Canadian court frees Huawei CFO on bail


International | Written by : Suryaa Desk| Updated:


Canadian court frees Huawei CFO on bail

A Canadian court has granted bail to Chinese tech company Huawei's Chief Financial Officer (CFO), who has been accused of helping the firm dodge American sanctions on Iran, while she awaits a hearing on extradition to the US.

Meng Wanzhou's bail on Tuesday night comes after three days of hearings, the Guardian reported.

Meng, 46, was arrested in Vancouver on December 1 at the request of American authorities.

Meng spent more than a week in custody and cited her poor health - including previous cancer surgery and difficulty eating solid foods - as grounds for bail.

In granting her release, Justice William Ehrcke of the Supreme Court outlined 15 provisions including Meng submitting to constant surveillance and wearing a GPS tracking device, surrendering both her passports and providing a bond of C$10 million (US $7 million). 

She is also subject to a curfew between 11 p.m. and 6 a.m.

Government lawyers had pushed for house arrest but she will remain in her Vancouver home pending the extradition hearing, with significant travel restrictions.

The decision by the court in Vancouver on Tuesday came as US President Donald Trump said in an interview that he would intervene in the case if it would serve national security interests or help close a trade deal with China, the Guardian said.

It also follows news that former Canadian diplomat Michael Kovrig, who previously served as political lead for Prime Minister Justin Trudeau's 2016 visit to Hong Kong, has been detained in China. 

Meng is a high-profile executive at Huawei, one of the world's biggest makers of smartphones and networking equipment. In addition to her role as CFO, she also serves as deputy chairperson of the company's board.

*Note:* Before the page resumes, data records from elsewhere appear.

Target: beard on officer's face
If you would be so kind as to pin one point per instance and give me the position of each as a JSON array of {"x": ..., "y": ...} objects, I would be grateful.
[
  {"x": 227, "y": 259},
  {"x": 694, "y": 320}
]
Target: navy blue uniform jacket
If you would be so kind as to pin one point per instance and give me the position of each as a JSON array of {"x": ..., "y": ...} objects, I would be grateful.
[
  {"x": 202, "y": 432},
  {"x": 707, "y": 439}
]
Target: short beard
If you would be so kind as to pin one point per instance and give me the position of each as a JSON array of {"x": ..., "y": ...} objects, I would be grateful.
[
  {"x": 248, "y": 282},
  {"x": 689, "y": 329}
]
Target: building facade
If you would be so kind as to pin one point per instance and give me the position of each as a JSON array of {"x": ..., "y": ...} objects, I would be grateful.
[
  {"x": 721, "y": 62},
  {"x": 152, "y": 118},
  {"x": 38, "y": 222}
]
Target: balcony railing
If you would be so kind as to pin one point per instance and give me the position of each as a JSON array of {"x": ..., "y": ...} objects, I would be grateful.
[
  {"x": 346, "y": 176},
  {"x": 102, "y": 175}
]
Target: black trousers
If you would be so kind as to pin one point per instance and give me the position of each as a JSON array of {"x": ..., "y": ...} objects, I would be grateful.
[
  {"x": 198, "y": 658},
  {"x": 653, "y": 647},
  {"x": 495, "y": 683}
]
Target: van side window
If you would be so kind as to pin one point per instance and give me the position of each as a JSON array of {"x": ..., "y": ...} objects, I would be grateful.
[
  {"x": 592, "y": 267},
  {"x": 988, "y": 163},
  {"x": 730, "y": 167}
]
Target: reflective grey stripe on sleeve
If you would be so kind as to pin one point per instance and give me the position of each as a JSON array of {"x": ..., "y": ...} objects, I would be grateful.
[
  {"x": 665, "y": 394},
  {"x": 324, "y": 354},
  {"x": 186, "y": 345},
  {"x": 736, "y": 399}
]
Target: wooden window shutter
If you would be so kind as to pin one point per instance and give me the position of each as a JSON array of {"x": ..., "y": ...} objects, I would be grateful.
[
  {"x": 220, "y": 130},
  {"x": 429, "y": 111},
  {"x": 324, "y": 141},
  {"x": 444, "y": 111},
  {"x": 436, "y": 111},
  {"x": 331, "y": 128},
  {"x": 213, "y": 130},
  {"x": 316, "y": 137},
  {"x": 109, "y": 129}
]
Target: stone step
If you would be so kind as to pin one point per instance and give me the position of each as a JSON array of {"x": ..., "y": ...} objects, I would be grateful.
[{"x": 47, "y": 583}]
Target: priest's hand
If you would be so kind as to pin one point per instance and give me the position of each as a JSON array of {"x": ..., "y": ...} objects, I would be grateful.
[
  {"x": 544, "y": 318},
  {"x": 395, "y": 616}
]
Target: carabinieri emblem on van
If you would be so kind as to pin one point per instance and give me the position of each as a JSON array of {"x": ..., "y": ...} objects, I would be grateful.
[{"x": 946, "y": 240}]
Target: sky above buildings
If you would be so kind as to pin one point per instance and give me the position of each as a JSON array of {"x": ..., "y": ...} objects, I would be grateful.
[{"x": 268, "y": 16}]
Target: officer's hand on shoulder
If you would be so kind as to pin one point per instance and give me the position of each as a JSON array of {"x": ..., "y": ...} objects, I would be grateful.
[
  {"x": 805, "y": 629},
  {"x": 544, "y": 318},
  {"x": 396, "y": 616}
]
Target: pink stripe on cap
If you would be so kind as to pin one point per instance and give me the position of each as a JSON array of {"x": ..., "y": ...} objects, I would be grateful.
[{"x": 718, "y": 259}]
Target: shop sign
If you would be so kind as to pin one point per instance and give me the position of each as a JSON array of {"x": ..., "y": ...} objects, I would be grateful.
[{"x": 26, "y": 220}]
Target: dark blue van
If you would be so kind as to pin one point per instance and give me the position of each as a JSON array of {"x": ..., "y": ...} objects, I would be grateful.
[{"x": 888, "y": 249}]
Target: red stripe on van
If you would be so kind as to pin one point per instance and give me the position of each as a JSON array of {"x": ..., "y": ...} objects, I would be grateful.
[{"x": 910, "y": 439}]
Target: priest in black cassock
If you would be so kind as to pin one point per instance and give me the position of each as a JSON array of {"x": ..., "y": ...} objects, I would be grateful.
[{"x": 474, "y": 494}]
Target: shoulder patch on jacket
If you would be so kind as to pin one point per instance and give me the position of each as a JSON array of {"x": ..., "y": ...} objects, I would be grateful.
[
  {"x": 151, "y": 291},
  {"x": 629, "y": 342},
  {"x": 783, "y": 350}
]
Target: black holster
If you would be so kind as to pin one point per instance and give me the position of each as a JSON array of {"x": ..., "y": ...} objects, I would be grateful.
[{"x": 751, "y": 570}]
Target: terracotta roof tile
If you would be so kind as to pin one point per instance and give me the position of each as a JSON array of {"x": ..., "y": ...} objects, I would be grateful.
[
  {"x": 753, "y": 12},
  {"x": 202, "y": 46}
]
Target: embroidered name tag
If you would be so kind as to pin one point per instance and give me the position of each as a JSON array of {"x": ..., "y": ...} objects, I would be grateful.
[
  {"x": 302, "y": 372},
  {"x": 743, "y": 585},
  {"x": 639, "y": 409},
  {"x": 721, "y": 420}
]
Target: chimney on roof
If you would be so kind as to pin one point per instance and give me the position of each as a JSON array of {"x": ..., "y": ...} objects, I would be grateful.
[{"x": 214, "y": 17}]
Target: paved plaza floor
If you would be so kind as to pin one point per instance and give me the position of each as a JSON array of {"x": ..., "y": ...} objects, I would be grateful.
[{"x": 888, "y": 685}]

According to Canadian prosecutors, the US has alleged that Meng helped Huawei get around American sanctions on Iran by telling financial institutions that a company subsidiary, Skycom, was a separate and unaffiliated company.

She faces "serious charges of fraud" in the US involving "millions of dollars", where she could receive substantial jail time if convicted.

The US has not yet submitted a formal request for Meng's extradition. 

If no formal notice is given within 60 days she will be released. She is due back in court on February 6, 2019.